James Gray’s The Lost City of Z opens with a rousing sequence of sport: British army officers on horseback, galloping through the picturesque Irish country on a stag hunt. Complete with a bagpipe score, sweeping vistas, and shots of adoring wives and children cheering on their men, the scene embodies masculine attraction to danger, adventure, exploration and competition. When Percy Fawcett (Charlie Hunnam) wins the hunt and shoots the stag, he raises a toast with his fellow hunters, with words that should resonate with those of us who just celebrated Easter: “To death, the best source of life.”
The scene is important for character development, positioning Fawcett as an ambitious, genteel, but insecure man seeking to prove his manly mettle and bolster his soldierly reputation. But the scene also introduces some of the film’s questions about the nature of man: What are we really after when we seek to hunt a stag—especially when it’s an animal we don’t need to eat? When we aren’t fighting for survival (as in war or wilderness exploration), why must men seek to fight in sport, game, politics, and more? Need there be a concrete mission or prize, or is the point simply in the struggle itself, the test of strength? In what sense is death the best source of life?
Based on David Grann’s 2009 book, The Lost City of Z: A Tale of Deadly Obsession in the Amazon—and, before that, Grann’s 2005 New Yorker story—the film follows the adventures of Fawcett, who pioneered multiple explorations into the Bolivian jungle between 1906 and 1925. At first commissioned by the Royal Geographic Society to survey the land for mapmaking purposes (and to act as a third party between rival border nations vying to claim the territory), Fawcett soon becomes driven by his own obsessive mission: to uncover a lost civilization (“Z”) he suspects is hidden beneath centuries of vines and underbrush. The evidence for his theory of Z’s existence is scant, but his curiosity and drive are unquenchable. He devotes the rest of his life to searching for his mythic El Dorado, spending years at a time away from his wife (Sienna Miller) and children.

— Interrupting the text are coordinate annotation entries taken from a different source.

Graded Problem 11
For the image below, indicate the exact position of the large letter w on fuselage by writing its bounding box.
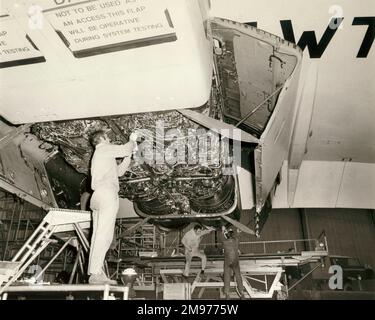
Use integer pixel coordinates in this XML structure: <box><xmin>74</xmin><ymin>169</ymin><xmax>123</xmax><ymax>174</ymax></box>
<box><xmin>280</xmin><ymin>18</ymin><xmax>344</xmax><ymax>58</ymax></box>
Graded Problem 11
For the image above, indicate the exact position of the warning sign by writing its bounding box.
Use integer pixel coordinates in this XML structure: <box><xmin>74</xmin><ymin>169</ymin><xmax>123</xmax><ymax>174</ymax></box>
<box><xmin>44</xmin><ymin>0</ymin><xmax>176</xmax><ymax>58</ymax></box>
<box><xmin>0</xmin><ymin>16</ymin><xmax>46</xmax><ymax>68</ymax></box>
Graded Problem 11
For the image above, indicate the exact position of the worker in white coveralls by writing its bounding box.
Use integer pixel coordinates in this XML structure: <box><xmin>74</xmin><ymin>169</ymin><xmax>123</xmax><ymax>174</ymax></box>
<box><xmin>181</xmin><ymin>224</ymin><xmax>215</xmax><ymax>277</ymax></box>
<box><xmin>88</xmin><ymin>130</ymin><xmax>137</xmax><ymax>284</ymax></box>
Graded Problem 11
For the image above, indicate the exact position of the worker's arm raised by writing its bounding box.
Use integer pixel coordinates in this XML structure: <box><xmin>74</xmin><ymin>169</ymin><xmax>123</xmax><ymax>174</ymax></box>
<box><xmin>117</xmin><ymin>157</ymin><xmax>131</xmax><ymax>177</ymax></box>
<box><xmin>201</xmin><ymin>227</ymin><xmax>215</xmax><ymax>236</ymax></box>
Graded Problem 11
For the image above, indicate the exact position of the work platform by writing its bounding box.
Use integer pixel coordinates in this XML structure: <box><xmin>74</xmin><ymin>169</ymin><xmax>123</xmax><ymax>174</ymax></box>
<box><xmin>109</xmin><ymin>245</ymin><xmax>328</xmax><ymax>299</ymax></box>
<box><xmin>1</xmin><ymin>284</ymin><xmax>129</xmax><ymax>300</ymax></box>
<box><xmin>0</xmin><ymin>209</ymin><xmax>328</xmax><ymax>299</ymax></box>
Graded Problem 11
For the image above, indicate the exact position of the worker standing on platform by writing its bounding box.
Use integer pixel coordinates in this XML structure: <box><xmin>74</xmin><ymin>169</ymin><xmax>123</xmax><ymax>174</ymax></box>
<box><xmin>181</xmin><ymin>224</ymin><xmax>215</xmax><ymax>277</ymax></box>
<box><xmin>88</xmin><ymin>130</ymin><xmax>137</xmax><ymax>284</ymax></box>
<box><xmin>222</xmin><ymin>226</ymin><xmax>244</xmax><ymax>299</ymax></box>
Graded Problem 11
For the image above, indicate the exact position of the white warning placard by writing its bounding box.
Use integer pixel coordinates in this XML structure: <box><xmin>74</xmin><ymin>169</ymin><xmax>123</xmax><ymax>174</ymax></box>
<box><xmin>43</xmin><ymin>0</ymin><xmax>176</xmax><ymax>58</ymax></box>
<box><xmin>0</xmin><ymin>16</ymin><xmax>45</xmax><ymax>68</ymax></box>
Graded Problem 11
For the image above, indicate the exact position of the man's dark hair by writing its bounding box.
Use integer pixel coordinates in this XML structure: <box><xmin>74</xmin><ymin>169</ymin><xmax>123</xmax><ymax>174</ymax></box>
<box><xmin>90</xmin><ymin>130</ymin><xmax>106</xmax><ymax>147</ymax></box>
<box><xmin>194</xmin><ymin>224</ymin><xmax>203</xmax><ymax>231</ymax></box>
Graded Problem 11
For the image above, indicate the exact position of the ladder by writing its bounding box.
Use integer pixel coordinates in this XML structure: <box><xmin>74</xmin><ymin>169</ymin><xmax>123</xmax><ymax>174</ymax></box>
<box><xmin>0</xmin><ymin>209</ymin><xmax>91</xmax><ymax>295</ymax></box>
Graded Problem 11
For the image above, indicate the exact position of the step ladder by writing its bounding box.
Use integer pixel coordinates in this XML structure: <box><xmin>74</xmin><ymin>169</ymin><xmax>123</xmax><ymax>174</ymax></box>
<box><xmin>0</xmin><ymin>209</ymin><xmax>91</xmax><ymax>295</ymax></box>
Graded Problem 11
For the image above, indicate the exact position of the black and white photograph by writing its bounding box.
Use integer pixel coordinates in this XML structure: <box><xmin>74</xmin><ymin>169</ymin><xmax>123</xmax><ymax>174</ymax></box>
<box><xmin>0</xmin><ymin>0</ymin><xmax>375</xmax><ymax>302</ymax></box>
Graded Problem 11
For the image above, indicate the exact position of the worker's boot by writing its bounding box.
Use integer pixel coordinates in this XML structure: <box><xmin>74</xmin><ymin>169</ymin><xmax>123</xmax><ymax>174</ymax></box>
<box><xmin>89</xmin><ymin>274</ymin><xmax>117</xmax><ymax>285</ymax></box>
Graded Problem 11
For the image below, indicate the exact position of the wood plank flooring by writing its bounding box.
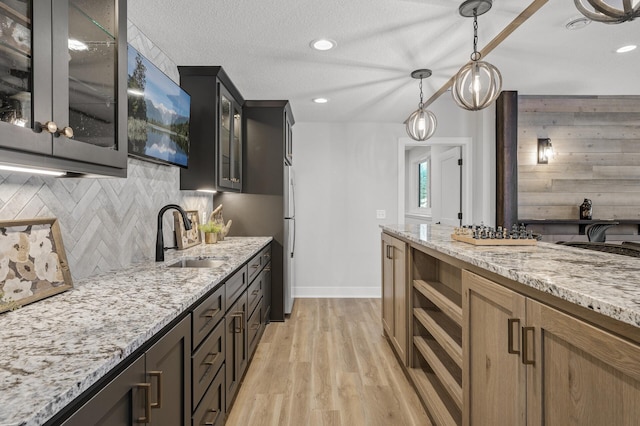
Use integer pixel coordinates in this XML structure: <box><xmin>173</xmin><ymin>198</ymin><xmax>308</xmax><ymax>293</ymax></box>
<box><xmin>226</xmin><ymin>299</ymin><xmax>431</xmax><ymax>426</ymax></box>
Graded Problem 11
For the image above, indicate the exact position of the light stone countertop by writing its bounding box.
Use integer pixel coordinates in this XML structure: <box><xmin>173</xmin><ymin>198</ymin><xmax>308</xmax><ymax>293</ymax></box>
<box><xmin>381</xmin><ymin>224</ymin><xmax>640</xmax><ymax>332</ymax></box>
<box><xmin>0</xmin><ymin>237</ymin><xmax>272</xmax><ymax>426</ymax></box>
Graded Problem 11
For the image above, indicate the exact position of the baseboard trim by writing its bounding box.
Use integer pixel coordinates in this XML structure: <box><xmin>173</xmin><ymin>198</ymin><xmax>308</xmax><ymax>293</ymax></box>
<box><xmin>293</xmin><ymin>287</ymin><xmax>382</xmax><ymax>299</ymax></box>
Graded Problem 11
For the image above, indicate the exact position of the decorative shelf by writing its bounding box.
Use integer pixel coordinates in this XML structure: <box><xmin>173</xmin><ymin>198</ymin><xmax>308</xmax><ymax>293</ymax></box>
<box><xmin>413</xmin><ymin>280</ymin><xmax>462</xmax><ymax>326</ymax></box>
<box><xmin>413</xmin><ymin>336</ymin><xmax>462</xmax><ymax>410</ymax></box>
<box><xmin>409</xmin><ymin>368</ymin><xmax>462</xmax><ymax>426</ymax></box>
<box><xmin>413</xmin><ymin>308</ymin><xmax>462</xmax><ymax>368</ymax></box>
<box><xmin>518</xmin><ymin>219</ymin><xmax>640</xmax><ymax>235</ymax></box>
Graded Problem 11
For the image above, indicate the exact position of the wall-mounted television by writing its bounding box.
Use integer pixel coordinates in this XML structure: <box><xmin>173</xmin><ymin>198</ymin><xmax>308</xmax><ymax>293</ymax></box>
<box><xmin>127</xmin><ymin>45</ymin><xmax>191</xmax><ymax>167</ymax></box>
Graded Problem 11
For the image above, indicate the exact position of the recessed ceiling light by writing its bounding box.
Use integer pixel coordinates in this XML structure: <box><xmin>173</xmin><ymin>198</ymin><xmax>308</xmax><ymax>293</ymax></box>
<box><xmin>309</xmin><ymin>38</ymin><xmax>337</xmax><ymax>50</ymax></box>
<box><xmin>616</xmin><ymin>44</ymin><xmax>638</xmax><ymax>53</ymax></box>
<box><xmin>564</xmin><ymin>16</ymin><xmax>591</xmax><ymax>30</ymax></box>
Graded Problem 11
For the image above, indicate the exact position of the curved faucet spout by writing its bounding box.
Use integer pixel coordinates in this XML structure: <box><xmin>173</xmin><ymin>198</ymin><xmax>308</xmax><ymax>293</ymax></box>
<box><xmin>156</xmin><ymin>204</ymin><xmax>191</xmax><ymax>262</ymax></box>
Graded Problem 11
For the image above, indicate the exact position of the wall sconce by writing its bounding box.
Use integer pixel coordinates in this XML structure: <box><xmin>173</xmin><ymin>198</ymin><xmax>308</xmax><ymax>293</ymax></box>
<box><xmin>538</xmin><ymin>138</ymin><xmax>553</xmax><ymax>164</ymax></box>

Shot partially in Colombia, Lost City is a thoroughly immersive film, and not because of 3D technology or state-of-the-art CGI. Like an old-school, 35mm, classic Hollywood film, it engages you so deeply that you rarely register that you are, in fact, watching a film. This is not to say Gray’s filmmaking style is boring or unoriginal. On the contrary, it is so stealthily skillful, subtle, and confidently cinematic that it draws little attention to itself, instead serving the story and setting a formidable mood. Even Christopher Spelman’s gorgeous, sprawling score fits the world of the film so well that we rarely process it as non-diegetic. Its orchestral swells interplay seamlessly with the symphony of Amazonian bird, insect, and howler monkey ambience.
The classical, subdued elegance of Gray’s style (see also his 2008 film Two Lovers, and especially 2013’s The Immigrant) is beautifully paired with the context of unruly, fog-enveloped, panther-and-snake-filled jungles. The juxtaposition embodies the film’s exploration of the borderlands between order and chaos, toggling between the “civilized” (corsets, balls, and pastoral domestic life in Edwardian England) and the “uncivilized” (tribes of cannibals, rivers of piranhas, and ghastly Amazonian humidity). And yet, occasionally the lines are blurred. In one scene, for instance, an opera company stages an elaborate production in a Bolivian jungle theater, and the brutality of trench warfare in scenes at the Battle of the Somme show that “civilized” modern Europe has, at times, looked awfully savage.